The pace of the Quad is a bit slower than normal.
Passing periods are now 10 minutes long and classes only half an hour.
On the last day before Thanksgiving break, our community comes together in celebration of Grandparents’ day.
For most Marksmen, a number that used to include myself, that half-day is one they look forward to. A chance to share a piece of the school we love with the people we love.
But it’s hard to think about Grandparents’ Day for the Marksmen who don’t have grandparents anymore, especially when they have passed away recently.
This year, I will join that number.
I finished middle school with three living grandparents. I will finish high school with none.
Since I was accepted into St. Mark’s in 2020, I have seen all of the grandparents I’ve known pass away. Each of them experienced declining health challenges over several months and years, resulting in death. Obviously, each of the experiences were individually stressful and sorrowful. But having three of the people I knew and loved the most leaving in such quick succession, with two in five months, is hard to say the least. It wrecked the stability of my life. It makes death all the more real. And although my juvenile immortality was shattered when a close friend died at 9-years old, only few things are more mindset-altering for an adolescent than losing a grandparent.

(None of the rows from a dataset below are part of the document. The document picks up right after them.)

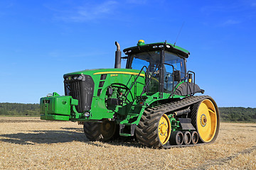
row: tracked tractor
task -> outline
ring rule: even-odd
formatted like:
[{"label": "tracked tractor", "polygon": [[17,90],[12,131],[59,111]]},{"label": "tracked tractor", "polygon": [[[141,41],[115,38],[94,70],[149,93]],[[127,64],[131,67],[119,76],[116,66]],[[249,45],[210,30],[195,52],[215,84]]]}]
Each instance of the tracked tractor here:
[{"label": "tracked tractor", "polygon": [[64,74],[65,96],[41,98],[41,119],[78,122],[92,141],[134,137],[149,147],[169,148],[215,140],[218,109],[211,97],[194,96],[204,90],[187,70],[188,51],[139,40],[121,57],[116,45],[114,69]]}]

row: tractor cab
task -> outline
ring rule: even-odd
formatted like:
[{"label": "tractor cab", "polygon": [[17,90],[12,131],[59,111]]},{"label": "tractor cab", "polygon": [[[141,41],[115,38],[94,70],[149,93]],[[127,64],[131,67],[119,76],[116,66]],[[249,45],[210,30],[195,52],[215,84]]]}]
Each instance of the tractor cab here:
[{"label": "tractor cab", "polygon": [[145,44],[124,50],[127,55],[127,69],[146,73],[146,92],[173,94],[175,87],[187,79],[186,62],[189,52],[166,42]]}]

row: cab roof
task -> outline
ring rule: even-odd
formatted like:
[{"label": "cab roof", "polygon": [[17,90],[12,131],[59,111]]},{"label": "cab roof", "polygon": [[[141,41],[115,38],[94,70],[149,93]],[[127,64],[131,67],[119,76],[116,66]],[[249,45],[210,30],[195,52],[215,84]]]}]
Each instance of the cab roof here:
[{"label": "cab roof", "polygon": [[149,51],[156,51],[164,49],[165,51],[172,52],[174,54],[177,54],[180,57],[188,58],[190,53],[188,50],[180,47],[173,44],[167,42],[156,42],[151,44],[144,44],[143,40],[139,40],[137,46],[129,47],[124,49],[123,51],[124,54],[134,54],[142,52],[149,52]]}]

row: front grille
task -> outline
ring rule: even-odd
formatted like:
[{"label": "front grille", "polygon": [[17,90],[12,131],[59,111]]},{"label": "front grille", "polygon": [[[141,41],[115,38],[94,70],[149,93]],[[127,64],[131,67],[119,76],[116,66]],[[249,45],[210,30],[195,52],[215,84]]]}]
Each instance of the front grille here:
[{"label": "front grille", "polygon": [[[77,78],[79,76],[82,76],[82,79],[78,80]],[[74,77],[76,79],[74,79]],[[65,95],[78,100],[78,106],[75,108],[80,113],[91,109],[94,86],[92,78],[88,75],[64,76]]]}]

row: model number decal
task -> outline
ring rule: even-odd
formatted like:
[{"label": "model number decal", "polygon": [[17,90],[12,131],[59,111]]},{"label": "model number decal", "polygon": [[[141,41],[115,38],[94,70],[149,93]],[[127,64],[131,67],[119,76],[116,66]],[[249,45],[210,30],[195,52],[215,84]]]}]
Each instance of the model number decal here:
[{"label": "model number decal", "polygon": [[110,74],[110,76],[118,76],[117,74]]}]

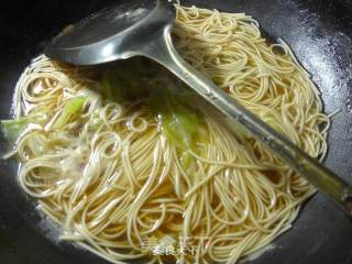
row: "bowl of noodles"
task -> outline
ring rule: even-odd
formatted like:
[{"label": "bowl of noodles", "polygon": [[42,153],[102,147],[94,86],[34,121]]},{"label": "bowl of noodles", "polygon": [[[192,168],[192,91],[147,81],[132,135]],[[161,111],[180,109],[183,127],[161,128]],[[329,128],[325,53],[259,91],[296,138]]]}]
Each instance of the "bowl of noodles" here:
[{"label": "bowl of noodles", "polygon": [[[323,161],[336,112],[292,48],[245,13],[175,8],[183,58]],[[13,97],[1,127],[18,185],[61,241],[110,263],[238,263],[273,248],[316,191],[146,58],[77,67],[40,55]]]}]

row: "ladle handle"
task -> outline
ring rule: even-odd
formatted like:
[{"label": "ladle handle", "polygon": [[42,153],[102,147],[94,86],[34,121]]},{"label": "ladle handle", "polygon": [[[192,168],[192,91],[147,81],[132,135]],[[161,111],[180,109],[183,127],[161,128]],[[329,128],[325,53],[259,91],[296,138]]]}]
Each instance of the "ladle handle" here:
[{"label": "ladle handle", "polygon": [[317,187],[319,191],[342,208],[348,216],[352,217],[351,186],[277,133],[237,100],[219,89],[208,77],[186,63],[173,46],[170,26],[165,29],[163,37],[155,40],[150,45],[145,45],[141,55],[165,66],[231,120],[241,123],[255,139],[267,145],[274,154],[277,154],[293,169]]}]

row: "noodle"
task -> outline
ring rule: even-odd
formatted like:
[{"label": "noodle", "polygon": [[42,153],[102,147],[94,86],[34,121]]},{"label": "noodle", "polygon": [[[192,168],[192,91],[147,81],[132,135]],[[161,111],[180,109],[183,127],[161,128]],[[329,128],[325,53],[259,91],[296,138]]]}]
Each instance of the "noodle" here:
[{"label": "noodle", "polygon": [[[176,8],[173,37],[182,56],[323,158],[330,121],[289,47],[267,44],[257,22],[243,13]],[[18,119],[46,112],[16,139],[19,180],[63,227],[61,239],[112,263],[237,263],[288,230],[315,193],[202,102],[206,141],[180,153],[145,98],[105,99],[92,72],[40,56],[15,88]]]}]

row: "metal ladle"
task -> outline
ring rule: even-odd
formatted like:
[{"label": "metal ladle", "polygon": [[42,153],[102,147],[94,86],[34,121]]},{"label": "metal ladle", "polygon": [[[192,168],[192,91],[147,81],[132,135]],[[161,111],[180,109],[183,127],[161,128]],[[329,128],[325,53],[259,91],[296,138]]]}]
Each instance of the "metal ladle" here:
[{"label": "metal ladle", "polygon": [[125,1],[68,28],[44,53],[75,65],[102,64],[132,56],[145,56],[162,64],[221,112],[245,127],[352,216],[352,188],[348,183],[230,98],[179,56],[170,38],[175,16],[175,7],[167,0]]}]

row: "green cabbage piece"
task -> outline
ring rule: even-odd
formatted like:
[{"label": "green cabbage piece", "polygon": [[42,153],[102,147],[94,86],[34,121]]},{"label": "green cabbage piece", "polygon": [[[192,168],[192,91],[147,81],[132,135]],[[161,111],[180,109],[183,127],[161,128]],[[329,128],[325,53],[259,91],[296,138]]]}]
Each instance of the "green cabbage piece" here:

And about a month ago, when I saw an envelope from St. Mark’s addressed to my maternal grandmother with the words Join us on Grandparents’ Day printed on the front, it felt like a sucker punch knocked me to the floor.
My grandmother stayed with us after the passing of my grandfather in 2020. Living there for almost two years, we had her mail delivered to our house. Even when she moved into a senior living center for the last 8 months of her life, we still received her mail (except for the Dallas Morning News she loved to read everyday).
I guess in the busyness of it all my mom forgot to remove her from the contact list after she passed in April. Needless to say, that envelope was unexpected.
All the emotions came onto me at once, frustratedly so. I grew morose when thinking about the idea that on one of the most celebrated days of the St. Mark’s year many students will go without the titular object present with them. Amongst my uniquely-pessimistic feelings and unrelenting thoughts, two questions rose above the rest.
What would Grandparents’ Day feel like this year? Should I even go?
Those questions are weird to contemplate. One, because Grandparents’ Days, both at 10600 and my other schools, have provided memories that I will forever cherish. But also, I know that some of my schoolmates have never had the opportunity to have their grandparents walk their halls and sit in their classrooms at all. Even still, the possibility of sitting in a class on Grandparents’ Day when it is now impossible for them to join me is somehow frustrating. At least some students’ grandparents are absent because they live far away, and many of them will visit their family over one of the next two holidays.
I no longer have that luxury.
Taking a broader look at the idea of the day, I can see how students can feel desolate when they have to sit in class as teachers go around the room asking students who they have brought to class and they have no one sitting next to them.This is why I thought long and hard if I should even come. After talking with my parents and faculty I trust, I realized: What kind of leader, what kind of Marksman, would I be for not coming to school in fear of feeling uncomfortable?
In pondering on that, I remembered that our community is set up in such a way that the moments where we might resort to judgment or isolation are the ones where we come together the most.
This year on Grandparents’ Day, I’ll find solace in being the blue shirt looking to explore community in new ways. I’ll meet the grandparents of my senior buddy. I’ll get the chance to celebrate the Marksmen who might be sharing their school with family members for the first time like I was able to for the last 14 years.
As for my own grandparents, I think they’d want me to go, too.